…unser täglich Blog gib uns heute!
Vor einigen Tagen habe ich auf die Arte-Sendung “So isst die Welt” von Christoph Weber und Johannes Backes hingewiesen, darin sollte es diesmal um ein im Nahen Osten weit verbreitetes Gericht gehen, um die Falafel. Um frittierte Kichererbsen-Bällchen also.
Soweit so gut, die Sendung fing interessant an, viele spannende Aspekte wurden beleuchtet und trotzdem wurde ein harmloser Film zum Schauplatz eines schamlosen Israel-Bashings. Ein arabischer Falafel-Buddenbesitzer warf den Israelis unverhohlen vor die palästinensische Kultur zu stehlen, da diese die Falafel zu ihrem Nationalgericht erklärt hätten.

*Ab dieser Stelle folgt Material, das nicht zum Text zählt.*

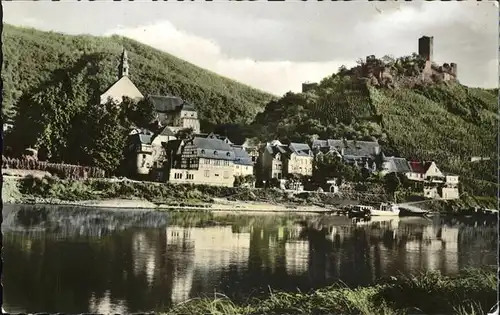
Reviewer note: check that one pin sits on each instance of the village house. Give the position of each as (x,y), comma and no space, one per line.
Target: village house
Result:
(394,164)
(146,154)
(123,87)
(243,165)
(271,160)
(279,160)
(145,151)
(252,150)
(435,184)
(299,160)
(358,153)
(201,160)
(175,113)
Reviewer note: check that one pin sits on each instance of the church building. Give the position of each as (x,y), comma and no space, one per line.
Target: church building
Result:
(124,86)
(146,147)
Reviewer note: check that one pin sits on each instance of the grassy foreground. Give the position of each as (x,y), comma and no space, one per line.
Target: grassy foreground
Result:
(55,190)
(474,291)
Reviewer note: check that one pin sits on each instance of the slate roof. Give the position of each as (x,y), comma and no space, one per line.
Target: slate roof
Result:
(400,165)
(301,149)
(273,150)
(419,167)
(213,148)
(167,132)
(141,137)
(353,148)
(241,156)
(165,104)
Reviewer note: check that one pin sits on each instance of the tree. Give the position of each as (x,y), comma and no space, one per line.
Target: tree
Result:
(141,113)
(392,184)
(107,136)
(184,134)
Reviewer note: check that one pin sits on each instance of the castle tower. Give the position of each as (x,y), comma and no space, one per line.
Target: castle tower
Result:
(425,47)
(123,70)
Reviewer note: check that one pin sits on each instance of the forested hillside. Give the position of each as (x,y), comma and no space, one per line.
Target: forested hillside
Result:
(37,62)
(446,122)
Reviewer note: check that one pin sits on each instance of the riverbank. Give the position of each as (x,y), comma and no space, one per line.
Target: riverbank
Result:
(115,193)
(123,193)
(471,292)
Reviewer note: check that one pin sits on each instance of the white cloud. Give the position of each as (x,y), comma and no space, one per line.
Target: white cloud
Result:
(276,77)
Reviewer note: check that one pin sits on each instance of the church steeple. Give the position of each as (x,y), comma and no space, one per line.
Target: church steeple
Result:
(124,64)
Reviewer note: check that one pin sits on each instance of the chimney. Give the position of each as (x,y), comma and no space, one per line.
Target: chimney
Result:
(453,67)
(425,47)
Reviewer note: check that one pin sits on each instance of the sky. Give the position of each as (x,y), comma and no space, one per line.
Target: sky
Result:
(276,47)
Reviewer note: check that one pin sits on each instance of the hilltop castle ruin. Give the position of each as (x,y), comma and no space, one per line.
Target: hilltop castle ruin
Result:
(379,73)
(446,72)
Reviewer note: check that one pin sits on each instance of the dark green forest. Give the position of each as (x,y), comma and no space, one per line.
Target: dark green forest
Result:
(442,121)
(52,83)
(37,62)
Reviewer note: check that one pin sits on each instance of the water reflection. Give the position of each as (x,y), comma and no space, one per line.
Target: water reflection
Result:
(110,265)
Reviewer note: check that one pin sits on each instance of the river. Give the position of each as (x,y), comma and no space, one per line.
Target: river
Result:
(75,260)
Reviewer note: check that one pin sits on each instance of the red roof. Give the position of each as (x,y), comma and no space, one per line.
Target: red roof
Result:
(419,167)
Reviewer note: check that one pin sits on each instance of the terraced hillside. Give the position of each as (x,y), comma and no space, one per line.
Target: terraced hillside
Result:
(35,61)
(445,122)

Geht das eigentlich noch dämlicher? Eine Pflanze, die seit biblischen Zeiten in der Region gegessen wird und nachweisbar von Kopten ähnlich zubereitet worden ist, wie die Falafel heute, soll von den Israelis gestohlen worden sein, um die arabische Kultur zu zerstören? Die Dämonisierung Israels hat also die arabischen Küchen erreicht, anders als im Film nahegelegt wird, haben die Israelis kein Problem damit, wenn auch andere Länder die Falafel als ihr Nationalgericht betrachten, was eigentlich eine Selbstverständlichkeit sein sollte. Schließlich haben Juden und Araber die Region seit tausenden von Jahren gemeinsam besiedelt, lebten Tür an Tür. So verwundert es kaum, dass die vielfältige Küche Israels neben der Falafel und dem Humus, auch viele Spezialitäten aus Ost-Europa aufzuweisen hat. Dass Russen den Juden vorwerfen würden, sie hätten ihnen den Karpfen gestohlen wäre lächerlich.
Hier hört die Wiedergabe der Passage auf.